"She lives the poetry she cannot write" – Wilde
Ah, hello. Do come in. Life is still sickeningly good, which is why my blogs are getting longer. I promise to get unhappier and more succinct soon.
Meanwhile, to That London on National Poetry Day business – and to read a couple of pomes at the legendary Troubadour club. I was one of many voices from the new edition of esteemed journal Magma (popular on the towpath, see photo).
The audience looked like my poetry CV. There were friends I met on Arvon courses; people who first gave me work in professional poetry; excellent poets including Alison Brackenbury, Clive McWilliams and Anne Caldwell; and others I knew or half-knew. The poetry was good, but after twenty readings we all began to sound a little earnest. I whispered to friend Daljit that I wanted to lower the tone a bit. ‘Oh don’t worry,’ he said, ‘you’ll do that!’
New friend Isobel is not two weeks old, but already looks like a person of firmly-held opinions. Big sister Tilly is learning to cope with power-sharing, and still has my heart clenched firmly in her jammy fists. The temporary insecurity is painful to see, but at least we passing grown-ups get more cuddles. I was unimpressed when my own siblings arrived – but honestly Tilly, it became bearable by the time they were thirty.
I stayed in Little Venice, full of little boats and the smell of jasmine, with friends Ruth and Toad.

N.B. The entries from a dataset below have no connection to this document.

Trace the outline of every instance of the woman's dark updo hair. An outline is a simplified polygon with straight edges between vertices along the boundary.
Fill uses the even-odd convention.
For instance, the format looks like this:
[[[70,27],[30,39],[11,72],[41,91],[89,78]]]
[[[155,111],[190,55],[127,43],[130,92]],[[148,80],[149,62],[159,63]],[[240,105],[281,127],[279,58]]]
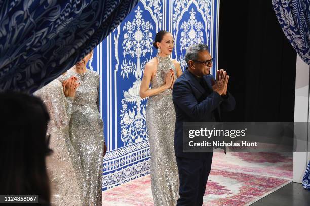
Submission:
[[[158,47],[156,45],[156,42],[160,42],[163,40],[163,37],[165,36],[165,34],[167,33],[169,33],[169,31],[163,30],[159,31],[157,34],[156,36],[155,36],[155,41],[154,41],[154,47],[157,49],[158,49]]]

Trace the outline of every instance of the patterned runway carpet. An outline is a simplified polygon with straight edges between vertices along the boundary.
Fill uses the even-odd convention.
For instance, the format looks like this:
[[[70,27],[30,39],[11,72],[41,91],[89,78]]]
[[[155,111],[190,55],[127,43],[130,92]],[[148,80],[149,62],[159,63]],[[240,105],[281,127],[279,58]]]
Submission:
[[[249,205],[292,181],[293,154],[214,153],[204,205]],[[105,191],[104,206],[153,205],[150,175]]]

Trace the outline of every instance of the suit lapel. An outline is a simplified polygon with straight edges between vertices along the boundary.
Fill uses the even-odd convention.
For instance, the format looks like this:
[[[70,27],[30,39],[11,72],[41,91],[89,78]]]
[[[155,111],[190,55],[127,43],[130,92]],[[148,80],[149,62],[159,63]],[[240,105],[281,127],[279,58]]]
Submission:
[[[184,71],[184,75],[186,77],[186,79],[189,81],[189,83],[194,87],[197,90],[198,90],[202,94],[205,92],[205,90],[199,84],[199,82],[197,82],[197,80],[193,77],[193,75],[190,74],[190,72],[185,69]]]

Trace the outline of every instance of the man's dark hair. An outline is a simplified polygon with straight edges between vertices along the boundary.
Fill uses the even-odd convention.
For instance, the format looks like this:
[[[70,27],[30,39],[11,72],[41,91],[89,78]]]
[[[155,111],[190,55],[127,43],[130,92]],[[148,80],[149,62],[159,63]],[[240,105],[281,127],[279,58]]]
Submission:
[[[198,54],[200,52],[209,51],[209,47],[207,44],[200,43],[189,46],[186,50],[185,55],[185,60],[188,65],[189,60],[197,60]]]
[[[45,105],[28,94],[0,93],[0,194],[36,195],[38,205],[50,205]]]

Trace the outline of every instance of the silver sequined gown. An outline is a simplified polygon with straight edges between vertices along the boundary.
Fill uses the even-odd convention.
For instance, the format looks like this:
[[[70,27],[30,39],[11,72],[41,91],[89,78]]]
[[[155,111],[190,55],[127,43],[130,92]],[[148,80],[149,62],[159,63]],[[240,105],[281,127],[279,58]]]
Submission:
[[[50,114],[48,134],[53,152],[46,164],[51,186],[53,205],[82,205],[83,171],[79,156],[69,137],[72,98],[65,96],[61,83],[51,82],[34,93],[46,106]]]
[[[176,71],[169,56],[157,56],[158,65],[152,89],[163,85],[170,68]],[[174,154],[175,112],[172,90],[169,89],[148,98],[146,124],[151,152],[150,175],[156,206],[175,206],[179,197],[179,176]]]
[[[103,122],[99,111],[99,74],[87,70],[83,74],[71,69],[66,78],[75,76],[80,82],[73,102],[69,135],[84,170],[84,205],[101,205]]]

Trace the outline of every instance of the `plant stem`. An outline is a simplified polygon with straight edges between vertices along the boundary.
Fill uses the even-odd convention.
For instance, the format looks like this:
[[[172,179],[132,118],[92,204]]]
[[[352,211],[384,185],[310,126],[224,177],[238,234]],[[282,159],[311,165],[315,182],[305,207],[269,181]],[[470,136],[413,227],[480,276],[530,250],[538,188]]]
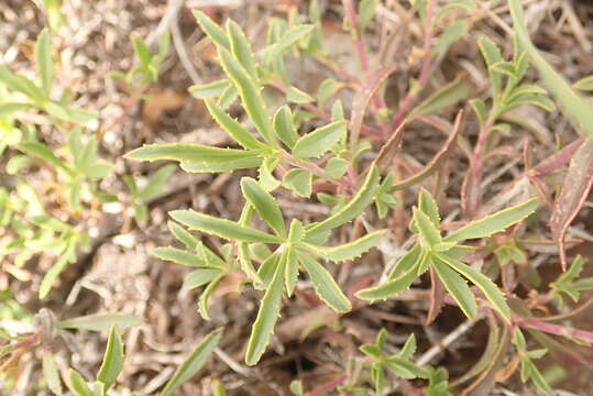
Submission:
[[[435,38],[435,16],[436,16],[436,0],[430,0],[428,2],[428,8],[426,12],[425,21],[425,46],[424,46],[424,57],[422,57],[422,68],[420,69],[420,75],[418,76],[418,89],[411,89],[408,95],[399,105],[397,112],[395,113],[391,130],[396,131],[397,128],[402,124],[406,116],[408,114],[411,105],[416,101],[418,94],[425,88],[430,77],[430,69],[432,67],[432,41]],[[393,132],[392,132],[393,133]]]
[[[568,338],[576,338],[587,343],[593,343],[593,332],[586,330],[578,330],[565,326],[545,322],[537,319],[517,319],[515,320],[515,324],[521,328],[539,330],[550,334]]]

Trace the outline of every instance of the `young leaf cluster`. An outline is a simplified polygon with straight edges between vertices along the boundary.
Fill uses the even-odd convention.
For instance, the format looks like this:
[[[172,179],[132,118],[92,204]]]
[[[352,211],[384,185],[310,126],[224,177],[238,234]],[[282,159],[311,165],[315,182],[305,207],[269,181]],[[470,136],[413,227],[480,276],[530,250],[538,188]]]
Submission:
[[[396,263],[387,279],[375,287],[360,290],[356,296],[366,300],[386,299],[406,290],[428,268],[432,268],[444,288],[469,317],[477,315],[477,304],[465,279],[475,285],[506,321],[510,309],[503,292],[484,274],[463,263],[472,246],[460,244],[464,240],[482,239],[504,231],[531,215],[538,207],[537,199],[474,220],[442,237],[437,202],[427,190],[421,190],[418,207],[414,209],[410,230],[418,235],[416,244]]]

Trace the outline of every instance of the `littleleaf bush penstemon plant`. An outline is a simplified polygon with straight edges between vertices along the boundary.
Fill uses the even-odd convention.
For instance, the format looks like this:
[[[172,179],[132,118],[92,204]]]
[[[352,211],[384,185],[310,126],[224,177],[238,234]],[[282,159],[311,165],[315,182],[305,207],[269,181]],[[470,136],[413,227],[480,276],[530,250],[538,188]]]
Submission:
[[[222,29],[201,12],[195,15],[215,43],[228,78],[191,87],[190,92],[204,98],[212,118],[242,148],[166,143],[144,145],[127,154],[127,157],[177,161],[184,170],[194,173],[257,168],[256,179],[248,176],[241,179],[244,207],[238,221],[193,210],[174,210],[169,215],[175,222],[169,223],[169,229],[186,250],[173,246],[154,250],[154,254],[163,260],[197,267],[187,275],[184,287],[206,286],[199,304],[205,319],[209,318],[207,299],[211,290],[223,277],[233,276],[237,271],[243,273],[245,282],[264,290],[245,352],[246,363],[255,364],[274,332],[283,296],[293,294],[300,271],[307,273],[315,292],[328,306],[338,312],[351,309],[349,298],[321,262],[340,263],[359,257],[375,246],[385,231],[370,232],[338,246],[327,245],[330,233],[361,216],[373,202],[376,202],[378,215],[383,217],[386,210],[397,205],[397,200],[392,195],[393,176],[387,175],[382,182],[378,167],[373,163],[364,177],[359,178],[360,186],[356,179],[350,179],[348,188],[353,190],[351,198],[331,216],[309,224],[303,224],[298,219],[288,222],[273,193],[282,186],[301,197],[310,197],[316,179],[342,183],[347,168],[355,166],[356,152],[360,150],[349,147],[347,121],[340,101],[334,102],[329,123],[300,134],[290,108],[284,105],[271,117],[262,96],[266,79],[275,78],[274,69],[265,67],[282,62],[283,53],[298,38],[309,34],[311,29],[296,25],[279,34],[277,42],[263,51],[262,66],[255,61],[251,45],[235,22],[229,20],[226,29]],[[224,110],[237,96],[255,132]],[[303,95],[295,99],[294,91],[288,91],[286,98],[297,102],[309,100]],[[316,161],[319,157],[323,157],[327,164],[325,168]],[[276,179],[276,173],[284,175],[282,180]],[[487,276],[461,261],[472,251],[472,246],[460,242],[504,231],[532,213],[538,200],[531,199],[475,220],[444,238],[439,230],[440,216],[435,199],[422,190],[418,202],[410,223],[410,230],[418,234],[416,245],[394,266],[384,284],[360,290],[358,297],[375,300],[395,296],[427,270],[433,268],[468,317],[476,317],[479,308],[465,279],[477,286],[492,307],[509,322],[510,310],[503,293]],[[254,216],[266,223],[268,232],[251,226]],[[223,246],[221,254],[217,254],[188,230],[219,237],[229,244]]]

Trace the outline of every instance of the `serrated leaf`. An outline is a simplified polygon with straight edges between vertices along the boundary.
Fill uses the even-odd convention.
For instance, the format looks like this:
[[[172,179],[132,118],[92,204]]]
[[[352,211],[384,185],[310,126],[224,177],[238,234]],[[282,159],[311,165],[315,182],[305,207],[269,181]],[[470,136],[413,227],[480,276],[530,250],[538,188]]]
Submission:
[[[336,121],[301,136],[293,147],[297,158],[320,157],[338,143],[347,132],[345,121]]]
[[[270,338],[274,333],[274,327],[281,312],[286,258],[286,254],[281,255],[281,260],[274,271],[274,277],[270,282],[262,299],[257,318],[253,322],[245,352],[245,363],[249,365],[254,365],[260,361],[270,343]]]
[[[231,53],[239,61],[241,66],[248,70],[250,76],[257,79],[255,59],[253,52],[251,51],[251,45],[237,22],[227,20],[227,35],[231,44]]]
[[[224,73],[239,91],[243,108],[249,118],[260,131],[264,140],[271,144],[276,145],[274,139],[274,131],[272,129],[272,120],[267,113],[267,108],[262,98],[259,82],[250,76],[249,72],[237,62],[232,54],[223,47],[218,48],[220,65],[224,69]]]
[[[152,254],[161,260],[186,266],[198,267],[205,264],[200,256],[172,246],[154,248]]]
[[[492,66],[504,61],[503,55],[501,54],[501,50],[496,46],[496,44],[486,36],[482,36],[480,40],[477,40],[477,46],[480,47],[482,56],[484,57],[486,66],[488,67],[493,96],[497,97],[502,90],[502,75],[501,73],[492,69]]]
[[[103,383],[106,389],[111,387],[123,369],[123,358],[121,337],[116,330],[116,326],[112,326],[109,331],[109,338],[107,339],[103,362],[97,374],[97,381]]]
[[[265,148],[265,144],[257,141],[253,136],[253,133],[250,132],[250,130],[248,130],[240,122],[227,114],[224,110],[222,110],[222,108],[220,108],[217,103],[211,100],[205,100],[205,103],[208,108],[208,111],[216,120],[216,122],[220,125],[220,128],[227,131],[227,133],[230,134],[237,143],[241,144],[246,150]]]
[[[304,198],[312,193],[312,175],[307,169],[290,169],[282,178],[282,184]]]
[[[267,242],[278,243],[277,237],[265,232],[241,226],[234,221],[219,219],[212,216],[196,212],[194,210],[174,210],[169,212],[175,221],[188,227],[191,230],[206,232],[230,241],[242,242]]]
[[[572,121],[578,131],[593,136],[591,103],[572,89],[567,80],[546,62],[531,43],[525,24],[526,19],[520,1],[508,0],[508,6],[513,19],[513,28],[518,41],[529,55],[531,64],[538,69],[550,92],[557,98],[562,112]]]
[[[69,373],[69,388],[76,396],[94,396],[92,391],[90,391],[90,387],[87,385],[87,382],[76,370],[70,369]]]
[[[231,51],[231,43],[224,30],[216,24],[206,13],[198,10],[194,10],[193,12],[204,33],[206,33],[215,44]]]
[[[231,81],[224,78],[207,84],[193,85],[187,91],[196,99],[210,99],[218,98],[231,86]]]
[[[482,290],[484,296],[492,304],[493,308],[501,314],[501,316],[507,321],[510,322],[510,308],[506,304],[506,299],[498,289],[498,287],[492,282],[486,275],[475,271],[468,264],[464,264],[458,260],[448,257],[446,254],[436,253],[437,257],[446,262],[451,268],[466,277],[471,283],[477,286]]]
[[[348,312],[352,305],[329,271],[306,253],[298,253],[298,261],[309,274],[316,294],[333,310]]]
[[[52,61],[52,38],[47,29],[41,31],[35,43],[35,66],[43,91],[48,97],[54,80],[54,62]]]
[[[251,156],[240,160],[226,160],[224,162],[210,163],[193,163],[183,162],[179,167],[188,173],[223,173],[233,172],[237,169],[250,169],[262,165],[263,160],[257,156]]]
[[[439,260],[438,256],[433,260],[432,267],[444,285],[444,288],[447,288],[459,304],[463,314],[470,319],[475,318],[477,315],[477,305],[468,283],[453,270],[449,268],[448,264]]]
[[[295,255],[293,248],[286,248],[286,271],[284,272],[284,284],[286,286],[286,294],[288,297],[293,295],[295,285],[298,280],[298,260]]]
[[[536,211],[539,206],[538,198],[531,198],[523,204],[501,210],[485,218],[474,220],[466,226],[447,235],[444,242],[460,242],[468,239],[486,238],[493,233],[504,231],[518,223]]]
[[[265,221],[278,237],[286,237],[286,227],[284,224],[281,207],[274,197],[251,177],[243,177],[241,179],[241,191],[250,205],[255,209],[260,218]]]
[[[209,333],[200,341],[198,346],[187,356],[182,365],[177,367],[173,377],[167,382],[161,396],[171,396],[185,382],[196,375],[200,369],[208,362],[208,359],[217,348],[222,331],[218,330]]]
[[[366,253],[370,249],[376,246],[378,241],[385,235],[386,232],[386,230],[375,231],[359,238],[355,241],[336,248],[307,245],[307,249],[310,252],[332,262],[353,260],[360,257],[363,253]]]
[[[312,32],[314,28],[314,25],[299,24],[288,29],[273,45],[264,50],[264,64],[271,65],[278,59],[296,42]]]
[[[229,161],[257,156],[256,151],[206,146],[194,143],[144,144],[124,155],[128,160],[160,161],[172,160],[199,164],[224,164]]]
[[[293,148],[298,140],[298,133],[293,123],[293,113],[288,106],[284,105],[276,111],[273,124],[276,136],[278,136],[288,148]]]
[[[59,329],[108,331],[116,327],[119,331],[142,324],[142,319],[128,314],[94,314],[69,318],[57,322]]]
[[[360,213],[362,213],[364,209],[373,201],[377,187],[378,169],[375,165],[373,165],[369,169],[363,185],[352,197],[352,199],[326,220],[307,227],[307,235],[310,237],[317,233],[333,230],[334,228],[340,227],[360,216]]]

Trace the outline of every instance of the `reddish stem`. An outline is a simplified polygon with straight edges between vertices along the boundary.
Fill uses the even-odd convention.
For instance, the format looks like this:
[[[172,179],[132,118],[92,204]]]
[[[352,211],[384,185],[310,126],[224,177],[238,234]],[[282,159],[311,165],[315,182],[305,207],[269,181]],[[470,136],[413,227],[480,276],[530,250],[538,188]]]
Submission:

Back upcountry to Cheshire, for a summer food event at Neston. It was one of my finer ideas to suggest readings celebrating local food – pie-makers, fine vegetable suppliers and ice cream makers came together in the library to whet our appetites. The spirit of my father was with me. He travelled everywhere with a tube of Colman’s mustard in search of the Perfect Pork Pie, and I think I found it on the stall of Hamilton Barnes. Is it just me or do they sound like a Cold War spy?
There followed a day or two of writing on commissions in the sunshine, meeting new boating faces including John Boy, a proper boater in disguise as a twelve-year-old. Then – ta-dah! a day’s boating up Audlem locks with friends, including a spirit-of-the-blitz barbecue at the top.
The weekend brought the perfect gig: reading in a scented garden by the river Dove with Ann Atkinson, as part of Ashbourne Festival. The audience grinned and sighed in all the right places,
and the organisers invited us to the Brodsky Quartet concert afterwards (breathtaking). I stopped over in Ann’s lovely Grindleford house, pausing only to take advantage of her washing machine and shower. What patient friends I do have.
I sometimes fear that this wonderful life will be snatched away from me. The recording angel will turn up and say ‘Oh I’m sorry, you’ve been given the wrong life. YOU should be working in a warehouse in Grimsby, and your life will now be handed back to this more deserving person.’ Do me a favour – if you see that angel, don’t tell him which way I went.